Why are we interested in the stocks that hedge funds pile into? The reason is simple: our research has shown that we can outperform the market by imitating the top stock picks of the best hedge funds. Our quarterly newsletter’s strategy selects 14 small-cap and large-cap stocks every quarter and has returned 498.7% since May 2014, beating its benchmark by 303 percentage points (see more details here).
10. Lamb Weston Holdings, Inc. (NYSE:LW)
On April 1, 2026, JPMorgan said Lamb Weston Holdings, Inc. (NYSE:LW) delivered a Q3 EPS beat, driven by stronger-than-expected performance in North America that offset international weakness, higher interest expense, and tax impacts. The firm described the results as “better than feared,” noting the company narrowed its full-year EBITDA guidance while raising the midpoint, signaling stabilization in North America alongside more predictable international pressures. JPMorgan maintained a Neutral rating on the shares.
Earlier that day, Lamb Weston Holdings, Inc. (NYSE:LW) reported Q3 adjusted EPS of 72c versus 61c consensus, with revenue of $1.56B compared to $1.49B consensus. CEO Mike Smith said the quarter was supported by continued strength in North America and disciplined execution, while highlighting ongoing efforts to align supply and demand and manage a competitive international environment.

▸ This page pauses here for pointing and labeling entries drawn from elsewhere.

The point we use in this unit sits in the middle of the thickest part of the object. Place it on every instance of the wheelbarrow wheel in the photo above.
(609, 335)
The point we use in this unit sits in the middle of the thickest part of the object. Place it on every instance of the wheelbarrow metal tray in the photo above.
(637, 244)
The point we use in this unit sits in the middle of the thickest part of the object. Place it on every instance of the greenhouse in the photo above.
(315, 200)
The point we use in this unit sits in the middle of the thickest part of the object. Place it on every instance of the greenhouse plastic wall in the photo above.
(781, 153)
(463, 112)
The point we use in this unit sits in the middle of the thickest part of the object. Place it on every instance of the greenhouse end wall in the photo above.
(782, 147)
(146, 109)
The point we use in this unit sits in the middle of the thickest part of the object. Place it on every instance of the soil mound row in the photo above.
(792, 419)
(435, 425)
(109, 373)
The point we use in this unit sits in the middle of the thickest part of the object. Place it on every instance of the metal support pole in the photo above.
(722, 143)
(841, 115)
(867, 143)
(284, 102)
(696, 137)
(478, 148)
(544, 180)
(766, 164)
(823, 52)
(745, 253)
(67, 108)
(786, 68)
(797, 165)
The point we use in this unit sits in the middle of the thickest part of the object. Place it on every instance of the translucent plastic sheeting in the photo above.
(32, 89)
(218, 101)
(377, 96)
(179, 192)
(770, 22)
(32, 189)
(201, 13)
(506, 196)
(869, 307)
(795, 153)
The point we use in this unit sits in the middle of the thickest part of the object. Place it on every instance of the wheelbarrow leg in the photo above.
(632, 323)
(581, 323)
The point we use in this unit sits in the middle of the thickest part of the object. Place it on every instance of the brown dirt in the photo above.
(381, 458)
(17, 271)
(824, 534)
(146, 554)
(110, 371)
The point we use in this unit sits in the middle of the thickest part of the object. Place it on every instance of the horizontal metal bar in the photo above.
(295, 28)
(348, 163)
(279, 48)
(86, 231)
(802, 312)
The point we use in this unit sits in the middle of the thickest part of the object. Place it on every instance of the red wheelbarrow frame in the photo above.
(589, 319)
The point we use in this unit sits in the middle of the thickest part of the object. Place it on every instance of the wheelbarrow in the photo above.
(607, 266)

The company narrowed its FY26 revenue outlook to $6.45B-$6.55B from $6.35B-$6.55B versus $6.53B consensus and adjusted EBITDA guidance to $1.08B-$1.14B from $1B-$1.2B. Lamb Weston also expects $400M in capex and said its outlook reflects currency benefits, tariff impacts, ongoing disruption in parts of the Middle East, and the inclusion of a 53rd week in fiscal 2026.
Lamb Weston Holdings, Inc. (NYSE:LW) produces and markets frozen potato products globally.
9. McCormick & Company, Incorporated (NYSE:MKC)
On April 1, 2026, JPMorgan analyst Thomas Palmer lowered the price target on McCormick & Company, Incorporated (NYSE:MKC) to $64 from $67 and maintained an Overweight rating, noting the company is not receiving the “benefit of the doubt” from investors regarding its food deal.
On March 31, 2026, McCormick & Company, Incorporated (NYSE:MKC) reported Q1 revenue of $1.87B, above the $1.79B consensus estimate. CEO Brendan Foley said the company delivered growth in sales, operating income, and earnings per share, supported by the McCormick de Mexico acquisition and organic growth across both segments, alongside cost discipline that drove margin expansion.
The company reaffirmed its FY26 adjusted EPS guidance of $3.05-$3.13 versus $3.09 consensus and expects revenue growth of 13%-17%, with a projected tax rate of 24%. Management said volumes were in line with expectations and anticipates sequential improvement through the year, supported by brand investments, innovation, and distribution gains.
McCormick & Company, Incorporated (NYSE:MKC) produces and sells spices, seasonings, and related food products globally.